The beautiful pictures and quotes now available from the TMCYouth's new free app, GoVerse, are like individualized angel messages that you can carry in your pocket all day long.
On to this Radical Lesson!
Golden Text: Divine Love is the present fact! Look at the tense of the verbs here – only in the present. Love IS of God…God IS love… How often are we waiting around for, or praying for, more love? The fact is, divine Love IS, right now, and therefore it is expressed, right now. You might enjoy checking out Mary Baker Eddy's short work, No and Yes, page 39, lines 17-24. It starts with these provocative, yet deeply comforting lines: “True prayer is not asking God for love; it is learning to love, and to include all mankind in one affection.”
Responsive Reading: Probably a pretty familiar passage for you. It is so great to have so many ways of looking at this passage – from hymn 458, to Henry Drummond's “The Greatest Thing in the World,” to the different Bible translations (as we're provided with here and in B22). Let's look throughout the Lesson to see how each set of verses relates to each section.
Section 1: Eloquent speaking, or simple love?
Citation B1 reminds me of a lovely saying: God loves you because of who He is, not because of what you do or don't do. Consider the phrasing: Hear me, because YOUR lovingkindess is good. Prayer is not a hoop to jump through, or an item to be checked off as we have a healing. Give in to the presence of Love, and live it. Jacob thought he had to go through this huge struggle – he wasn't sure if there would be a battle between him and his estranged brother, or what issues he might need to deal with – but as he persisted in seeking God, he saw the blessing at hand and he claimed it. He wrestled through the claim of separation from good, and he saw the allness of God.  [W.: Although very successful in terms of acquisitions, Jacob's unresolved issues with his brother did “not have love” and therefore his life was as “a clanging cymbal” and as “nothing” as analyzed by Paul's letter to the Corinthians (RR, B22). In terms of the Sermon on the Mount, he remembered that his “brother hath aught against him… and was first reconciled to thy brother” (Matt. 5:23, 24) before being able to be right with God. When he finally mentally wrestled through this reconciliation and felt the love of divine Love, everything changed (even his name); and he did speak and live with the tongue and blessing of an angel (message from God)]
Citation S1, [S2 and S3] elaborates on this. You can't do better than love. I know that in discussions about love it is easy to get sidetracked onto some supposed rift between Principle and Love, or to ponder on when to love and when to constructively criticize, but I think those hypothetical meanderings miss the point. If you are living your life aware of your status as the outcome of Love (S&H 250:12) then that is enough. You are living your oneness with God.

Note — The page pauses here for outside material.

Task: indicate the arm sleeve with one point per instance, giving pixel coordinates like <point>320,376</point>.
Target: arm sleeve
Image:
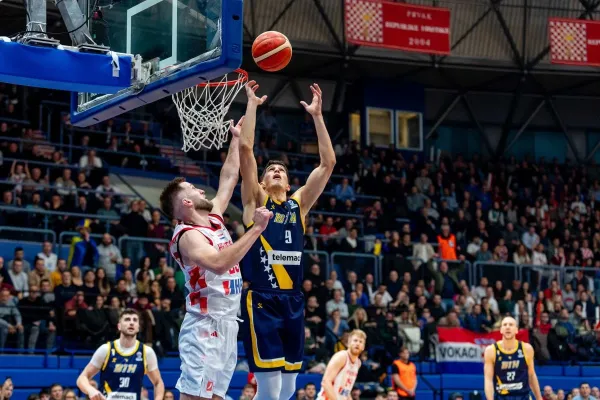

Section 2: If I know everything there is to be known on this earth, and even have faith in more than this earth, is that good enough?
I am in love with this tidbit of a section! It is so graceful and elegant.
The answer to the question above, is no. Love shows us how we are FREE from any ‘knowledge' that would tear us down, and how we are free from predictions of how good (or bad) our lives may be based on DNA, income, employment, or even personal history. In a word, forgiveness illustrates this freedom for us. Forgiveness means you are setting yourself and others free from being owed anything. Your physical body does not owe you health; your health is the result of being the loved of Love. Your employer, or the welfare department, or your parents, or your children, do not owe you supply; your supply is the result of being the idea of all good, God. Set yourself and others free from the limiting claims of matter-based knowledge, and see the harmonious reflection of God. Jacob could have hidden from Esau, but he “lifted up his eyes.” Esau RAN to meet him! Be willing to see yourself and others as God sees.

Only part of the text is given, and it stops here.